During his twenty-four hour visit, the President also visited Cape Coast, an historic departure point for millions of slaves bound for America. This trip “reminds us of the capacity of human beings to commit great evil,” were the moving words of the President, using the same terms as those heard during his visit to the Buchenwald Nazi extermination camp last month.
Africa the Patron
Barack Obama’s speech leaves African responsibilities lying at the feet of Africans. “Yes, a colonial map that made little sense bred conflict, and the West has often approached Africa as a patron, rather than a partner. But the West is not responsible for the destruction of the Zimbabwean economy over the last decade”, explained the President. Obama called for a a fight against corruption: “No business wants to invest in a place where the government skims 20 percent off the top”.
Turning his campaign slogan around to ‘Yes, you can’, he delivered the message “Africa’s future is up to Africans.” The U.S. will be there as a partner, to support the change. Arriving from the G8 in Rome where the decision was made by the major powers to pledge 20 billion dollars to a new “food safety” initiative, he announced in Accra an increase in development aid and investment in “public health systems”.
For his first presidential trip to sub-Sarahan Africa, Obama chose Ghana — a country which has experienced numerous political successions — to call for the development of democracy.

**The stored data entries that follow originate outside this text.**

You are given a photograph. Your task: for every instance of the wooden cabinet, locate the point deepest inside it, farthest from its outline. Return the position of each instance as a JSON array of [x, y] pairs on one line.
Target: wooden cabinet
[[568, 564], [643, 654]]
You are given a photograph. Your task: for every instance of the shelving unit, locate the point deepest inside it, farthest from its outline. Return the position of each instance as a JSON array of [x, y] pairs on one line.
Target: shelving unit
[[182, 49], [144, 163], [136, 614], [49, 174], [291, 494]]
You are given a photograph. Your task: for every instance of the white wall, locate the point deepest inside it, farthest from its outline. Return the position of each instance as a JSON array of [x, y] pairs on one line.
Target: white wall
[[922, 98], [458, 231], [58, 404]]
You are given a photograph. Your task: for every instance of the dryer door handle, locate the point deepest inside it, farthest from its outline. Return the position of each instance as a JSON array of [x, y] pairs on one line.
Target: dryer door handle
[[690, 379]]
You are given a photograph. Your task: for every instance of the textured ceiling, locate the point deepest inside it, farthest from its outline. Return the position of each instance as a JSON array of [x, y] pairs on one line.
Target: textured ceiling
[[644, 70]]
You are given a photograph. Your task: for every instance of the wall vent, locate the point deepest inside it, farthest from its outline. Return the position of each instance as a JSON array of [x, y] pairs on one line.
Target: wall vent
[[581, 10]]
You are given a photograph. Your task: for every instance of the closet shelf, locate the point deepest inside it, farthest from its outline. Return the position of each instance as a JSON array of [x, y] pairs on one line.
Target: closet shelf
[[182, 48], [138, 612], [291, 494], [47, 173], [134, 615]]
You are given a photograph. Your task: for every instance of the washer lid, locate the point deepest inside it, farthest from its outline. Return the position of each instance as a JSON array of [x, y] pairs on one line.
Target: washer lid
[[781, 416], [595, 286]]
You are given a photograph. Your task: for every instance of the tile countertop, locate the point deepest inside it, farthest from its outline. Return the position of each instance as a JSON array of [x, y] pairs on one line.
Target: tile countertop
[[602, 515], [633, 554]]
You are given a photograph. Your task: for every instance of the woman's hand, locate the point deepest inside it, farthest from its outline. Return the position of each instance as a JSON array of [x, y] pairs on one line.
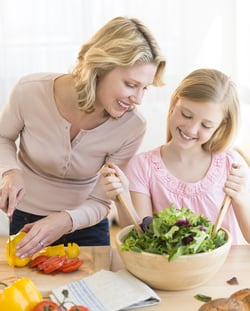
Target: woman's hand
[[11, 191], [43, 233], [114, 181]]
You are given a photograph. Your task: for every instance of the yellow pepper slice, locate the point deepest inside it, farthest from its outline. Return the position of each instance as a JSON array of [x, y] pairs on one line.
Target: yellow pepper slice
[[53, 250], [12, 259], [21, 295]]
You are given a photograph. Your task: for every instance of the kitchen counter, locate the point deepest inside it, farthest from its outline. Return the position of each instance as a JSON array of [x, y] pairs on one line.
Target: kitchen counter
[[104, 257]]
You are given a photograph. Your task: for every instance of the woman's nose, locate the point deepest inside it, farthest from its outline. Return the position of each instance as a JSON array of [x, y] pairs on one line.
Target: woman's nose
[[137, 98]]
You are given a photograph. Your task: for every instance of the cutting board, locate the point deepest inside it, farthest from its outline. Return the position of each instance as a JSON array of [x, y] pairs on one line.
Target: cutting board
[[94, 258]]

The progress of good governance “may lack the drama of the 20th century’s liberation struggles, but…it will ultimately be more significant,” he said.
In the same way that Nicolas Sarkozy did in his speech to students at a University in Dakar on July 26th, 2007, Obama made the continent’s troubles out to be above all an internal problem. Although Tim Murithi, from the South African Institute for Security Studies, attributed value to Barack Obama’s speech which called for a ‘hand in hand’ approach, he regretted that the “commendable” speech was “short and (included) a certain number of omissions, such as the role of the US in the Cold War”.
It is not the first time a leader of the North has brought the challenge of developing democracy or the fight against corruption to the centre of discussion. As far back as 1990 François Mitterrand pin-pointed these objectives in his speech at the Franco-African summit in La Baule. But Mitterrand took the weight of the “debt” and the “colonialisme des affaires” (1) into account, issues dismissed by current leaders of France and the U.S. as belonging to the past.
A Subtle Strategy
Patrick Morris, head of Gold Star Resources, a company which explores oil fields in Western Africa, shared his delight over Obama’s forthcoming trip to Ghana in a company communication: “President Barack Obama’s trip to Ghana on July 10th-11th is a subtle White House oil strategy to secure another source of energy on the continent of Africa”. 15% of American oil imports come from this region, a share which could soar between now and 2020.
(1) In his speech at the Franco-African summit in La Baule, the former President of France & Socialist Party leader, François Mitterrand, argued that colonialism was not dead but that there was instead another form the ’colonialism of business’.